Synthetic Control Method (SCM) based analysis
The SCM was applied to estimate the treatment effects based on an aggregated (weighted average) estimate of a combination of non-intervention areas that were similar to the intervention areas. Since the synth analysis in STATA allows only a single unit as an intervention , data from the entire CGPP intervention areas (i.e., CMC areas of all 56 blocks) were merged into a single unit and treated as ‘Intervention area’. In contrast, data from non-intervention areas of 56 blocks were treated as individual units of the Donor pool. We followed the analysis approaches and steps recommended in the literature related to the SCM [20, 25–27]. We used the ‘synth’ and ‘synth_runner’ package in STATA to construct synthetic CMC areas and perform placebo tests for evaluating the significance of estimates. A synthetic intervention area was constructed based on the following three characteristics of both the intervention and non-intervention areas: percent urban population, female literacy rate, percent Hindu population. We used Root Mean Squared Predication error (RMSPE) of intervention areas to assess the goodness of fit and selected the SCM model with the lowest polio-endemic period RMSPE value. Ratios between the post-polio-endemic period RMSPE and the polio-endemic period RMSPE was used to find out the ill-fitting placebo runs. The non-intervention areas with the RMSPE ratio higher than the intervention areas were excluded from the final analysis.
Then we estimated the counterfactuals (i.e., the outcomes in the absence of CLSM intervention) through the following formula recommended for assessing a causal effect of an intervention or a program .
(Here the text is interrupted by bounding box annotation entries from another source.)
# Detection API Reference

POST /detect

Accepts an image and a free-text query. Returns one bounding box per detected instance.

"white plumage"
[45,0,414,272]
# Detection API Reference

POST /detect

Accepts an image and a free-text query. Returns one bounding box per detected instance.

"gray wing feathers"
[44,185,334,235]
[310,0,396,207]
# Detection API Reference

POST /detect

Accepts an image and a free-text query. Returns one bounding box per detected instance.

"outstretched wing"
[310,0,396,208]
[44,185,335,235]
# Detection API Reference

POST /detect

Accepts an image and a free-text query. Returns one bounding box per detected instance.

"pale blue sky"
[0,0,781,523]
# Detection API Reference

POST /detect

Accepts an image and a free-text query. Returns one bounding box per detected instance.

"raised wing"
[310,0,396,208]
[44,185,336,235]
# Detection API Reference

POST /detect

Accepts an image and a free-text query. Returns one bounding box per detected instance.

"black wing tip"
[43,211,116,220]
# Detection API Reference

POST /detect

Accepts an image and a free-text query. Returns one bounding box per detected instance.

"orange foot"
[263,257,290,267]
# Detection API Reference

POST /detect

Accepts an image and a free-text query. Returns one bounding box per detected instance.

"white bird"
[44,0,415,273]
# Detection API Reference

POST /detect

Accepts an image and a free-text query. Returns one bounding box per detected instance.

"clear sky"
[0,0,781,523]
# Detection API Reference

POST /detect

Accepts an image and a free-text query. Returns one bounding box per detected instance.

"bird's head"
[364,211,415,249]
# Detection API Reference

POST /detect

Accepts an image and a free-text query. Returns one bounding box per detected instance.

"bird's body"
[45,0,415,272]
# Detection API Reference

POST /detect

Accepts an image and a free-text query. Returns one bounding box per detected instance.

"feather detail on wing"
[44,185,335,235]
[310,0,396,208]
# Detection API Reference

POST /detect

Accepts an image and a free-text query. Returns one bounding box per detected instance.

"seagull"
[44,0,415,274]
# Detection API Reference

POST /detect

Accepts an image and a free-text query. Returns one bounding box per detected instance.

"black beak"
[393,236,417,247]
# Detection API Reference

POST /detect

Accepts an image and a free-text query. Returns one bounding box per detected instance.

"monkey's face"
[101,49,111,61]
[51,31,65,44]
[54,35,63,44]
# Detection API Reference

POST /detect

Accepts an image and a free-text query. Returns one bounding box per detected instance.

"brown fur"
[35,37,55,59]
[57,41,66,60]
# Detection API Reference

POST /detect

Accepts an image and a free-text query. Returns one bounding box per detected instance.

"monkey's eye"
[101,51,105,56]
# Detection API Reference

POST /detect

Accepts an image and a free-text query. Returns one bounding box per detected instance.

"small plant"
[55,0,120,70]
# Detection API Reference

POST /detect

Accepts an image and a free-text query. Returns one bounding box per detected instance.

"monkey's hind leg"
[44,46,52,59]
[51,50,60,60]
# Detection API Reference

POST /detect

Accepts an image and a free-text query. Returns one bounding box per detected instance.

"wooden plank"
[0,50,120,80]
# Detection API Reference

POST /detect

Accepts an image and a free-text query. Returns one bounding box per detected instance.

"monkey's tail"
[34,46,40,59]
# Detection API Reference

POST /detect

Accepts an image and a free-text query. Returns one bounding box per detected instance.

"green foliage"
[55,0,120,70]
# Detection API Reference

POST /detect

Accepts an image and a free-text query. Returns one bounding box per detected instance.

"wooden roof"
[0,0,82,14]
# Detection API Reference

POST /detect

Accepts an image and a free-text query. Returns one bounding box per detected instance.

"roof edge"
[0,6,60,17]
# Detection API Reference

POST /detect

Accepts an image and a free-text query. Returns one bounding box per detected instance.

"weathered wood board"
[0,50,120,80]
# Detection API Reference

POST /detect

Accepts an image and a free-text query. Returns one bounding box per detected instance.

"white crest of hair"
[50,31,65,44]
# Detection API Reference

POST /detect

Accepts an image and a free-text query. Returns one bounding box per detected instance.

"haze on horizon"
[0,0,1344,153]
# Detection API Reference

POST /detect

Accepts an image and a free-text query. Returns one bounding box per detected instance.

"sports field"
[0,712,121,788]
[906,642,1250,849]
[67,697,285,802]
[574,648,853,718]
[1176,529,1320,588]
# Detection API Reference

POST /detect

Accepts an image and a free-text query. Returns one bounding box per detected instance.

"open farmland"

Δ = (Y | P = 1) - (Y | P = 0)
Where Δ denotes the causal effect of CLSM intervention (P) on an outcome (Y). (Y | P = 1) denotes an outcome with CLSM intervention and (Y | P = 0) to an outcome without the CLSM intervention (i.e., a counterfactual). Since the causal effect (Δ) and outcomes from intervention areas (Y | P = 1) were already assessed through other methods (defined earlier), we altered the positions of the formula elements in the following manner and assessed the counterfactuals.
(Y | P = 0) = (Y | P = 1) - Δ
Lastly, we attempted to estimate the population (i.e., number of households or under-five children) influenced by the CLSM intervention by multiplying the treatment effects with the actual population.